THINK TANK

By Olakunle Agboola

THE POTENTIAL OF AFRICA FOR FUTURE ECONOMIC GROWTH

Africa will be a powerful force in global economy having effective leadership, governance and policy to manage Africa resources. The most valuable asset Africa has is her human capital and even that is not been maximised to develop the continent.

Africa innovation will depend on investment in infrastructures development, boosting entrepreneurial spirit with government funding for start-up businesses and applying research to solve problems.

In recent years, economists have used the terms “developed countries” to denote First World and “emerging markets” to refer to Third World countries. We believe that the use of these terms camouflages the extent of underdevelopment and challenges faced by the poorest. The terms are also viewed as a means of excusing First World responsibility to provide material support and solidarity.

It is a common notion that Third World countries are characterised by a big agrarian sector and a huge proportion of the population are poor. Also, that they are marked by low productivity, disease, high infant mortality, lack of potable water and poor infrastructure. First World countries is believed to be highly urbanized, while citizens enjoy universal access to health, education and housing. They also exhibit high productivity, strong service sectors and great political structure that works.

It has been generally argued by scholars that Africa can be the world’s leading economy in the next 25 years if there is readiness to draw from the wisdom that took many Asian countries from Third World status to First World status. Africa is blessed with both human and natural resources to take a lead with major countries such as, Ethiopia, Rwanda, Uganda and Kenya, Ghana, Côte d’Ivoire Gabon, Mozambique, Nigeria, Angola, and South Africa. These countries can emulate the “Asian miracle”, but only if governments take decisive steps to achieve certain outcomes.

East Asia experienced a notable record of high and sustained economic growth from 1965 to 1990. The 23 economies of East Asia grew faster than those of all other regions of the world. The idea behind their growth was improve in gross domestic product (GDP) per capita or improve in the average household income.  Also, a robust national leadership was at the fulcrum of sustaining human development. There is a direct correlation between leadership and development of a nation and this is one of the major areas East Africa has explored for a sustainable growth. Africa will have to wake up and raise new generation of leaders who will be committed to foster development and democracy. Also, the new generation leaders must be committed to tackle corruption, dictatorship and conflict to build the new Africa.

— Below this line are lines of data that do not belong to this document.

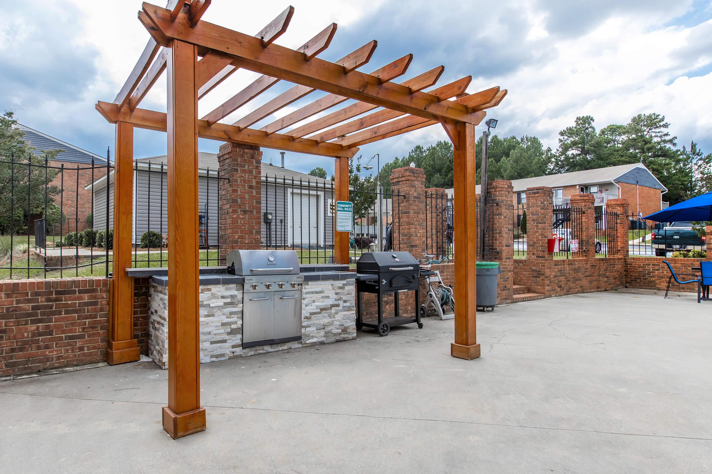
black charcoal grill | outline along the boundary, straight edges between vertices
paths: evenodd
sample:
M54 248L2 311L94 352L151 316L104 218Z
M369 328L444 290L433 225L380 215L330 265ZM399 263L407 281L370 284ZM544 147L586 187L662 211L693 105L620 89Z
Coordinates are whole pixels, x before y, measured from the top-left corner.
M407 252L372 252L365 253L356 262L359 276L356 281L358 307L356 311L356 328L371 328L380 335L387 335L392 326L420 322L420 264ZM412 316L402 316L398 306L398 295L403 291L415 291L415 306ZM377 295L378 322L365 323L362 316L362 294ZM393 293L394 316L383 317L383 295Z

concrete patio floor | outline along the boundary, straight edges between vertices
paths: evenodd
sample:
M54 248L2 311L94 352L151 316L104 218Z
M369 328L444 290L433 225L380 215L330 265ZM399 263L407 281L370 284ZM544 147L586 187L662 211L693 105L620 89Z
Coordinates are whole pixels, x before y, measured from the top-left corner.
M203 365L208 429L172 440L152 362L0 382L4 472L703 473L712 303L618 291Z

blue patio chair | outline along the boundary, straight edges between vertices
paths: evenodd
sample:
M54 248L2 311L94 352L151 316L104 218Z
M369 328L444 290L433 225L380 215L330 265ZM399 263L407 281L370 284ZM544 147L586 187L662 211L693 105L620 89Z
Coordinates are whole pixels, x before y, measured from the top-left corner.
M697 302L710 299L710 286L712 286L712 262L701 262L702 275L697 281Z
M670 291L670 284L672 283L672 279L675 279L675 281L677 282L677 284L679 284L679 285L686 285L689 283L697 283L697 281L698 281L698 280L697 280L698 276L697 276L696 274L693 274L693 273L681 273L680 275L682 276L694 276L695 277L694 280L687 280L686 281L681 281L680 279L679 279L677 277L677 275L675 274L675 271L672 269L672 265L670 264L670 262L667 262L666 260L663 260L663 263L665 264L666 265L667 265L668 268L670 269L670 277L668 279L668 287L667 287L667 289L665 290L665 298L667 298L667 293Z

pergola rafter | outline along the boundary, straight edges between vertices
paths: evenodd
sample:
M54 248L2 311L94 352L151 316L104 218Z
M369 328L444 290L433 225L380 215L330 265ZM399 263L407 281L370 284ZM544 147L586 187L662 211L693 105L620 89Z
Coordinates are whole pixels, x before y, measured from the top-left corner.
M275 43L288 26L293 7L250 36L202 21L210 3L170 0L165 9L144 3L138 18L150 38L113 102L96 104L97 110L117 128L114 205L118 212L114 215L115 266L107 360L113 364L138 357L132 332L133 282L122 268L130 264L132 248L134 127L166 131L168 139L169 403L163 409L163 426L178 438L205 429L205 410L200 405L198 343L198 138L333 157L335 200L348 200L349 160L359 146L436 124L443 126L454 149L454 211L458 222L454 242L459 257L456 266L455 341L451 354L468 360L478 357L474 127L484 118L485 110L498 105L507 91L492 87L468 94L471 76L466 76L423 92L436 84L443 66L396 83L392 80L405 73L412 55L366 74L358 68L370 59L375 41L330 62L316 56L328 47L335 24L294 50ZM199 119L199 99L224 87L224 80L240 68L262 75L237 93L231 92L229 99ZM167 112L139 108L164 70ZM278 81L292 82L293 86L266 103L251 107L251 112L235 124L220 122ZM266 125L258 124L318 90L327 94ZM303 123L349 99L357 102ZM259 129L250 128L256 124ZM295 128L284 131L293 126ZM349 263L348 240L347 233L335 232L334 263Z

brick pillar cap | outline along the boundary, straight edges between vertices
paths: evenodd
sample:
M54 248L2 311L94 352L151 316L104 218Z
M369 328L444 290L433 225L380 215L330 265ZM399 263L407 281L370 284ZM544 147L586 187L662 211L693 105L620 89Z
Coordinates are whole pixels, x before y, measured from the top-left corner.
M397 168L391 171L392 181L394 179L400 181L402 179L413 178L422 178L424 181L425 181L425 171L422 168L411 168L410 166L404 166L403 168Z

Late Lee Kwan Yew, the first Prime Minister of Singapore and largely considered the founding father of that nation will not be easily forgotten by his propagated idea of moving from Third World to First World in one generation. He recognized Singapore needed a strong economy in order to survive as an independent country, and he launched a program to industrialize Singapore and transform it into a major exporter of finished goods. The economic trajectory of Africa to build a strong economy is possible but Africa might need a man like late Lee Kwan Yew who bought his country efficient administration and spectacular prosperity at the cost of a mildly authoritarian style of government that infringed on civil liberties.

Taiwan and South Korea had been in the position of many African countries who are today called a developing nation. In 1960, Taiwan had GDP per capita and human development levels that placed it among the least developed countries in the world.  Taiwan and South Korea had no mineral wealth like that of many African countries. What they had, instead, were national systems of innovation and, critically, they invested in human capital. They copied technologies from First World economies until they were on par and even overtook the First World countries. In many cases they started off equal or lower in GDP per capita but they made serious economic progress focused on growing the average income of their citizens. For example, Japan focused on this between 1950 and 1972 and doubled its GDP per capita. It is sad that no African leader has pursued with single-minded determination the improvement of household incomes. Instead their focus has generally been on economic growth with trickle down being viewed as a panacea for higher GDP per capita.

It is a difficult task for a nation to prosper without well-organized institutions that can sustain itself through strategic planning, hard work and sacrifice.  The focus must be on the citizen to improve their standard of living and in turn give back to the society as we have seen with most developed nations of the world.  Leadership is the key and it is a critical factor hampering Africa to take a lead and reach her destination as a potential power house for the world’s largest economy.